If only the lower leaves are affected this could be due to poor drainage rather than a nutrient deficiency.

Why it’s a problem

It’s natural for the odd leaf to show chlorosis, but if most or all of the foliage is yellowed this suggests a serious nutrient deficiency.

With magnesium deficiency the affected leaves may fall early and, when it affects apples, the yield can be reduced. However the main problem is really the appearance of the plant.

With iron deficiency plants will lose vigour and in extreme cases can fail to flower or fruit and may die.

Plants need magnesium, iron and manganese to form chlorophyll (the green pigment used in photosynthesis) and for several other functions. Iron is fairly immobile in the plants, which is why the younger leaves are affected first (they aren’t able to draw sufficient iron supplies from the rest of the plant as they develop). Magnesium and manganese are both fairly mobile, so the younger leaves draw the nutrients from other parts, leading to the chlorosis affecting the older leaves first.

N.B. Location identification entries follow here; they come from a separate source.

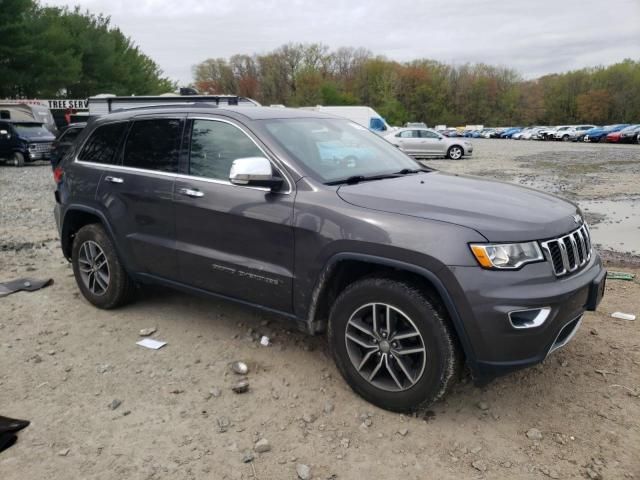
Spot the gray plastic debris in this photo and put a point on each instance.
(623, 316)
(27, 284)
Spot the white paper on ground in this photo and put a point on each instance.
(151, 343)
(623, 316)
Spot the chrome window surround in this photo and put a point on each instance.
(123, 168)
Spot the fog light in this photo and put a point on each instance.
(529, 318)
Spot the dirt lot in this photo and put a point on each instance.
(63, 363)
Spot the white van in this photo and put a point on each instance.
(27, 112)
(365, 116)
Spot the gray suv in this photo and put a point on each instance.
(412, 273)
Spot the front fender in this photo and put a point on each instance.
(442, 280)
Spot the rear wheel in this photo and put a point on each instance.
(455, 152)
(391, 345)
(97, 269)
(17, 159)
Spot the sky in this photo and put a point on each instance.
(535, 37)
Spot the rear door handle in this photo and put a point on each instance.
(111, 179)
(190, 192)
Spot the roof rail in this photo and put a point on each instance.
(167, 105)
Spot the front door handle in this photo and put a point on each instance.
(111, 179)
(190, 192)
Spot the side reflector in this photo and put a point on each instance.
(481, 256)
(58, 173)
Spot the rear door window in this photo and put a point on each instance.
(154, 144)
(103, 144)
(428, 134)
(70, 135)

Where you are likely to find it

Pretty much any plant can suffer from nutrient deficiency induced chlorosis.

Ericaceous plants (eg rhodendrons, skimmia, azaleas and camellias) are most susceptible to iron and manganese deficiencies. It can be a particular problem if they are grown in soils overlying chalk or limestone.

Some fruit trees and soft fruits (especially strawberries and raspberries) are also vulnerable to iron or manganese deficiencies.

A wide range of plants, including beetroot, brassicas, parsnips, peas, beans, spinach can also be affected by manganese deficiencies.

Magnesium deficiencies are common on light, acid, sandy soils where the magnesium is easily leached, so the effects are worse in wet weather. They are particularly noticeable on apples, tomatoes, some brassicas, annual bedding plants, lettuces and potatoes.

How to prevent it

With ericaceous plants, ensure that they are planted in the right type of soil (ie acidic soil) and watered with rain water (not tap water). They may survive in neutral or even slightly alkaline soil if planted with enough peat and regularly provided with an appropriate feed, but you need to consider whether it’s really worth all the hassle!

Ensure that you regularly monitor the health of your plants to ensure you can react to any nutrient problems efficiently.

How to get rid of it

Apply a fertiliser which supplies the missing nutrient. In the case of an iron deficiency compounds known as chelates or sequestrenes are available. For a manganese shortage feed with a solution of manganese sulphate at a rate of 1.5g per litre of water for every 2m2. If any liming of the soil is carried out, reduce it or cease it altogether if an iron or manganese deficiency is identified.

A magnesium deficiency can be treated with the application of magnesium limestone.

Ensure that the plant is generally well looked after to aid its recovery.

Is it good for anything?!


Other useful information

Other nutrient deficiencies can also cause a more general (ie not inter-veinal) leaf chlorosis.